Column B contains Brian at B1, Helen at B2, Logan at B3, Paula at B4, and Vince at B5. We already know that Helen, Logan, Paula, and Vince are all criminals, and Isaac’s clue says there is only one innocent in that whole column. Since those four cannot be the innocent one, the only person in column B who can be innocent is Brian at B1. Therefore, we can determine that B1 is INNOCENT.

Helen is at B2, and her neighbors are A1, B1, C1, A2, C2, A3, B3, and C3. Brian says Keith is one of Helen's 6 criminal neighbors, so exactly 6 of those 8 neighbors must be criminals. We already know that A2, C2, A3, B3, and C3 are criminals, while A1 and B1 are innocents, so the only way for Helen to have 6 criminal neighbors is for C1 to be criminal as well. Therefore, we can determine that C1 is CRIMINAL.

To the right of Aaron in row 1 are Brian, Carol, and Flora. We already know Brian is innocent and Carol is criminal, so among those three people the counts are currently one innocent, one criminal, and Flora unknown. For there to be more criminals than innocents there, Flora must be criminal, because if Flora were innocent the totals would be two innocents and one criminal instead. Therefore, we can determine that D1 is CRIMINAL.

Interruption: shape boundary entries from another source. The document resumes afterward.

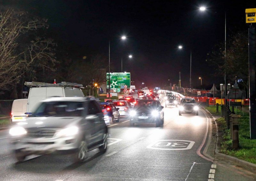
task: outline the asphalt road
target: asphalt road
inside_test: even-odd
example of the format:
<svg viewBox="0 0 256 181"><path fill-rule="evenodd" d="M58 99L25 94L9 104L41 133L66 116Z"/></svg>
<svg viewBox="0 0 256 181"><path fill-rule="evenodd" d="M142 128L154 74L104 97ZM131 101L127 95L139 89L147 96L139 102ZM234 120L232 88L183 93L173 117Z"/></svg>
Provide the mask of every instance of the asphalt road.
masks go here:
<svg viewBox="0 0 256 181"><path fill-rule="evenodd" d="M80 164L71 156L52 155L17 163L8 131L1 131L0 180L207 180L212 163L201 155L207 118L201 110L198 116L179 116L174 107L164 110L162 127L131 127L127 119L109 125L106 153L91 151Z"/></svg>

Tyler’s clue says there are exactly 2 criminals in row 4, and only 1 of them is his neighbor. Tyler at A5 neighbors A4, B4, and B5, so among the row 4 people he touches only A4 and B4. Since A4 is already innocent, the one row 4 criminal who is Tyler’s neighbor must be B4, Paula, which means the other row 4 criminal is either C4 or D4. That leaves at most one innocent in the pair C4 and D4. Nicole at D3 neighbors C2, D2, C3, C4, D4, C5, and D5. Among those, C2, C3, and C5 are criminal, D5 is innocent, and from the row 4 result at most one of C4 and D4 can be innocent. So if Joyce at D2 were innocent, Nicole would have at least two innocent neighbors, D2 and D5, and possibly more, which cannot fit Flora’s clue that Nicole has only one innocent neighbor. Therefore, we can determine that D2, Joyce, is CRIMINAL.

Vince is at B5, so his neighbors are A4, B4, C4, A5, C5, and no one else. In row 4, Olivia at A4 is already known to be innocent, and the clue says both innocents in row 4 are Vince's neighbors. That means the other innocent in row 4 must also be one of Vince's neighbors, so it has to be C4 Ruby, because D4 Sarah is not next to Vince at all. Therefore, we can determine that D4 is CRIMINAL and C4 is INNOCENT.

Sarah’s clue says the whole board contains exactly 15 criminals. Counting the people already known, there are currently 14 confirmed criminals. Since D3, Nicole, is the only person still unknown, she must be the 15th criminal. Therefore, we can determine that D3 is CRIMINAL.